Could you tell me where this idea is from? I cannot find the corresponding part in the official SqueezeSeg/SqueezeSegV2. Besides, I'm concerned that the first detach() in SqueezeSegV2 is not what is expected.

https://github.com/PRBonn/lidar-bonnetal/blob/5a5f4b180117b08879ec97a3a05a3838bce6bb0f/train/backbones/squeezesegV2.py#L170-L174

skip_in is detached and never referenced afterward so that the self.conv1b layer never receives gradients to update themselves.
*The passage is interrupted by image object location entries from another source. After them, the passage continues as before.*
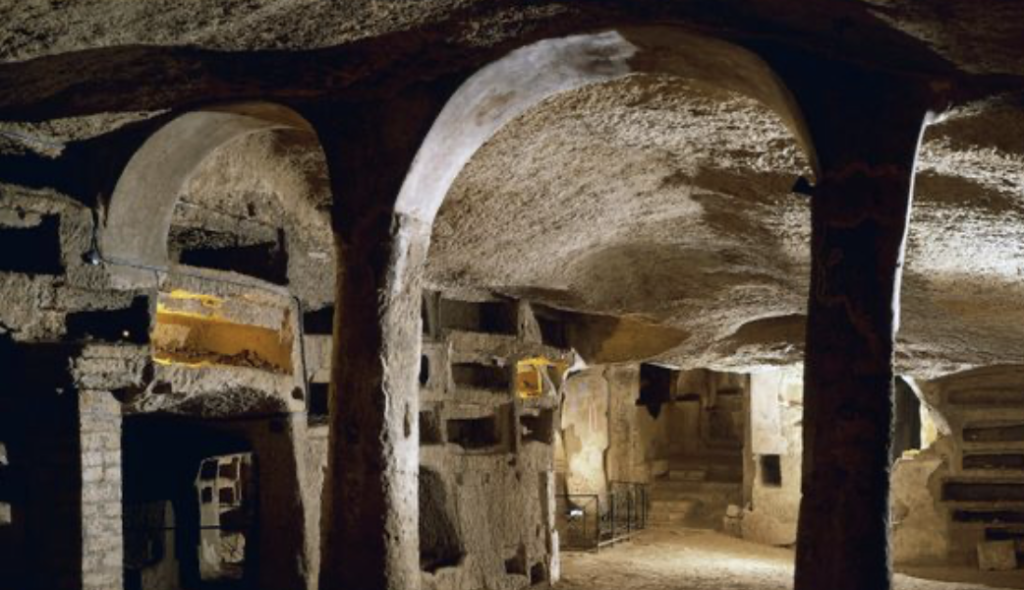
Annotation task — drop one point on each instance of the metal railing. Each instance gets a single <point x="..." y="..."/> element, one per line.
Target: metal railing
<point x="593" y="521"/>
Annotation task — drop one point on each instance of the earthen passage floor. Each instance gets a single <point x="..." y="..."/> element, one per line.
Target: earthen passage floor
<point x="702" y="559"/>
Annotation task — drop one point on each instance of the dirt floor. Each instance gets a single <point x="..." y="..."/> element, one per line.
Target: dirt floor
<point x="704" y="559"/>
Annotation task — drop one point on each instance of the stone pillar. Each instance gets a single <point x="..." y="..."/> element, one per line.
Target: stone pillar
<point x="371" y="510"/>
<point x="859" y="214"/>
<point x="102" y="538"/>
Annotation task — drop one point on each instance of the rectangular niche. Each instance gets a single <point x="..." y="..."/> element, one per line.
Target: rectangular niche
<point x="771" y="470"/>
<point x="993" y="433"/>
<point x="538" y="428"/>
<point x="34" y="250"/>
<point x="483" y="317"/>
<point x="430" y="427"/>
<point x="989" y="516"/>
<point x="537" y="377"/>
<point x="483" y="434"/>
<point x="994" y="461"/>
<point x="182" y="335"/>
<point x="982" y="491"/>
<point x="1012" y="397"/>
<point x="317" y="405"/>
<point x="477" y="376"/>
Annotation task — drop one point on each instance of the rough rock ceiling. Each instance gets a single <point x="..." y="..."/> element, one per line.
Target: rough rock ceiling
<point x="670" y="202"/>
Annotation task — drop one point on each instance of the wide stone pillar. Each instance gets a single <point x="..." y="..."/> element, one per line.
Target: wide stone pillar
<point x="370" y="533"/>
<point x="859" y="214"/>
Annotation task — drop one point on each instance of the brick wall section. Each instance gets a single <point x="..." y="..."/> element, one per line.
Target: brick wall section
<point x="102" y="539"/>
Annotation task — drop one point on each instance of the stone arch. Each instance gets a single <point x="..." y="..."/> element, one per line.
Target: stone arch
<point x="500" y="92"/>
<point x="137" y="216"/>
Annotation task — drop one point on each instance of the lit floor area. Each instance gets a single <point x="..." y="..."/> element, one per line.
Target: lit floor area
<point x="702" y="559"/>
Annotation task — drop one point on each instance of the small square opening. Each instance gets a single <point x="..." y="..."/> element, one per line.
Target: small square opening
<point x="771" y="471"/>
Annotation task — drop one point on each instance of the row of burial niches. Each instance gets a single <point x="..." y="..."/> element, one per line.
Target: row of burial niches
<point x="204" y="437"/>
<point x="489" y="376"/>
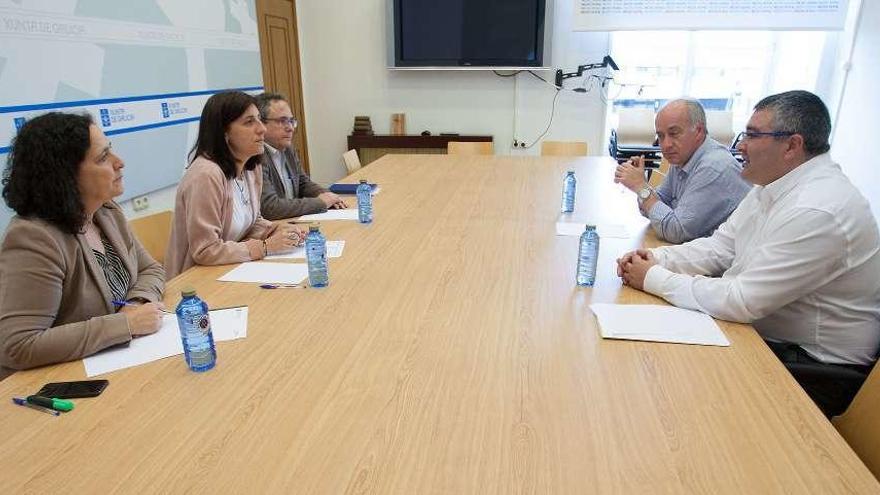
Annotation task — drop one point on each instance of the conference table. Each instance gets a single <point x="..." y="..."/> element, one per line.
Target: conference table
<point x="451" y="353"/>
Here is the quick check I did.

# from squeezesegV2.py
encoder = Backbone(encoder_params)
decoder = Decoder(decoder_params, None)

x = torch.randn(1, 5, 64, 512)
y = decoder(*encoder(x))
y.sum().backward()

for name, p in encoder.named_parameters():
    if p.grad is None:
        print(name, "is None")

The above snippet gives:

conv1b.0.weight is None
conv1b.0.bias is None
conv1b.1.weight is None
conv1b.1.bias is None
jbehley commented 1 year ago

oops, this issue is quite old. sorry.

As far as I remember: detaching or not might not make a big difference in performance, however, Andres mentioned that he had better experiences when the whole network is learned (instead of just skipping the middle part), when he adds the detach. But I'm not sure if there is a better explanation.

kazuto1011 commented 1 year ago

Thank you for your response. Okay I understand you adopted detach() empirically. I totally thought it might bring inefficiency or instability when stopping gradient flows in skip connections.